The exchange of latent and sensible heat at the air-sea interface is a process which is routinely parameterized in large-scale meteorological and climate models. At low wind speeds (below roughly 15 m/s), sufficient data exist such that bulk flux models can be quantitatively evaluated against observed behavior. At high winds, however, the general lack of reliable observational or experimental measurements frustrates any attempt to faithfully model fluxes at the surface, which is detrimental to models which aim to forecast within such conditions (e.g. tropical cyclone forecast models). Furthermore, the large number of physical processes occurring at the high-wind ocean surface make interpreting the few existing measurements difficult.

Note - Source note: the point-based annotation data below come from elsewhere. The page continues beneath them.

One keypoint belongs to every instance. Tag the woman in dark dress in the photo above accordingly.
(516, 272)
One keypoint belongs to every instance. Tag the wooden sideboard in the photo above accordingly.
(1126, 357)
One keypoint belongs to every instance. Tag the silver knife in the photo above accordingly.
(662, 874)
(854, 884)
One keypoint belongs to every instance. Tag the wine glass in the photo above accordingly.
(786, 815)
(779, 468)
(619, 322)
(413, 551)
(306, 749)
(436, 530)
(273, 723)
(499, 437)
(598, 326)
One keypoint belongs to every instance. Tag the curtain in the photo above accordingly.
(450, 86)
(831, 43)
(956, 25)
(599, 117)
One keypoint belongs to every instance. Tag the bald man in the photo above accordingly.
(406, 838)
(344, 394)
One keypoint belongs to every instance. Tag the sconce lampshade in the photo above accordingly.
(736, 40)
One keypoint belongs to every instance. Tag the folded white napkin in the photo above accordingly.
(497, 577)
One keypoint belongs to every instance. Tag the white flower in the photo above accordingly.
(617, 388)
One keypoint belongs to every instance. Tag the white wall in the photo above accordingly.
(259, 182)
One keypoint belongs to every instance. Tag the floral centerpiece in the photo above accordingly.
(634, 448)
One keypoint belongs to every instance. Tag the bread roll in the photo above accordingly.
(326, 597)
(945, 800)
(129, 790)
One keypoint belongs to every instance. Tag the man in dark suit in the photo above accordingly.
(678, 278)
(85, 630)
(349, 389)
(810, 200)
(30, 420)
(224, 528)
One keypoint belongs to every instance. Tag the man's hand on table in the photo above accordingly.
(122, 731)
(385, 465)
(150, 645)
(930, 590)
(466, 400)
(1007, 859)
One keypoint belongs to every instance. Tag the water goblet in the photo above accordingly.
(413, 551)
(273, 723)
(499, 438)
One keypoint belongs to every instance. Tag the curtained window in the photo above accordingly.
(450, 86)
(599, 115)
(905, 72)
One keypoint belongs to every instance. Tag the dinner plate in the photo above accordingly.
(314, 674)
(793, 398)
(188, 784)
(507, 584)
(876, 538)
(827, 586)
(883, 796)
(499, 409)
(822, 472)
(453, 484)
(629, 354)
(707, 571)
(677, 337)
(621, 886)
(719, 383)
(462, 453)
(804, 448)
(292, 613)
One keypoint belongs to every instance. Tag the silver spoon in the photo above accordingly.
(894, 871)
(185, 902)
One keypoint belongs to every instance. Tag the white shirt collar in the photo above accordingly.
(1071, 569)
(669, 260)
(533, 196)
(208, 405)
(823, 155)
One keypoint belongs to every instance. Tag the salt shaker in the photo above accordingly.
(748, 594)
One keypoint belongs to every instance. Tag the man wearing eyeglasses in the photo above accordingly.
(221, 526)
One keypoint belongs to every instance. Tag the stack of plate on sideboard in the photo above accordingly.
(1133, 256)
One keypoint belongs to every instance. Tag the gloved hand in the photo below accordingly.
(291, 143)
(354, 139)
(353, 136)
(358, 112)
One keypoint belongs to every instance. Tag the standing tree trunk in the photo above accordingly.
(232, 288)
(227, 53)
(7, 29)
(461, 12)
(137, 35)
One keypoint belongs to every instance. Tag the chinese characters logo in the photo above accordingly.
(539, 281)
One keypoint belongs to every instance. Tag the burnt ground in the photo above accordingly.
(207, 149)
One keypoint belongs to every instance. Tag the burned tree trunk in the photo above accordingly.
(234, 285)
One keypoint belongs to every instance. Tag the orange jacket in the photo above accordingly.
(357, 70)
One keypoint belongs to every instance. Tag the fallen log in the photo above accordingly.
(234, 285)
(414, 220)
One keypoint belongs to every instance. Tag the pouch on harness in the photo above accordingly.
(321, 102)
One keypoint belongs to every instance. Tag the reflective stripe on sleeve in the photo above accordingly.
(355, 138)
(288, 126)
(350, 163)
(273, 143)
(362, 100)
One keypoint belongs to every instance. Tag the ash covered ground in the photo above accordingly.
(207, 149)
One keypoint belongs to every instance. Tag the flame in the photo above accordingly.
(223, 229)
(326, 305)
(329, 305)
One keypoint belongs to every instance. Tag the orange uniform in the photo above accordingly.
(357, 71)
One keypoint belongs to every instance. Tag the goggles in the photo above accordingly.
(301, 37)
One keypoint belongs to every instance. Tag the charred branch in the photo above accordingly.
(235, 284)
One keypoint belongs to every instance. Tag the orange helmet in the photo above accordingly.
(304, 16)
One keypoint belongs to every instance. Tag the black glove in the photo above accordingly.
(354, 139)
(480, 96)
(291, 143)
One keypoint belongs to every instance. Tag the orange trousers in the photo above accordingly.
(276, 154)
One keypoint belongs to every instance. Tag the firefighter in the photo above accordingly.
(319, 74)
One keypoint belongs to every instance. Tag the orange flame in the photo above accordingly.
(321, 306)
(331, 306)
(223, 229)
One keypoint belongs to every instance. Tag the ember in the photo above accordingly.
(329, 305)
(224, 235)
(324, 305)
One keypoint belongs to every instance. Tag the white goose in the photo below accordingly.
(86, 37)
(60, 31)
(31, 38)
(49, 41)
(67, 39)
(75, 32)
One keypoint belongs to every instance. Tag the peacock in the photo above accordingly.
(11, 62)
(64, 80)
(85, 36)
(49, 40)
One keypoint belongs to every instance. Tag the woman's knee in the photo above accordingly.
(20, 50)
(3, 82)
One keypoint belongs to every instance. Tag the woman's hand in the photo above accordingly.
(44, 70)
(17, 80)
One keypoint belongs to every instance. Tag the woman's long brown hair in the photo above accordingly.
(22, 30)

The goal of the present study is to seek a process-level understanding of one such physical process: spray-mediated sensible heat flux. Direct numerical simulations of shear-driven turbulence are used in conjunction with Lagrangian point-particles (representing individual spray droplets) to elucidate the fundamental heat transfer couplings between spray and the surrounding flow. These idealized simulations aim to answer a basic question which remains unresolved in the modelling community: In a shear-driven turbulent flow, does the addition of thermally coupled droplets enhance the total flux of heat, and if so, what are the physical mechanisms governing this change? We find that due to the relatively large heat capacity of water, droplets moving through a background mean temperature gradient greatly enhance the total heat flux, and can account for a significant fraction of the total flux of sensible heat. Additional results, as well as the limitations and future extensions of this numerical approach will be presented.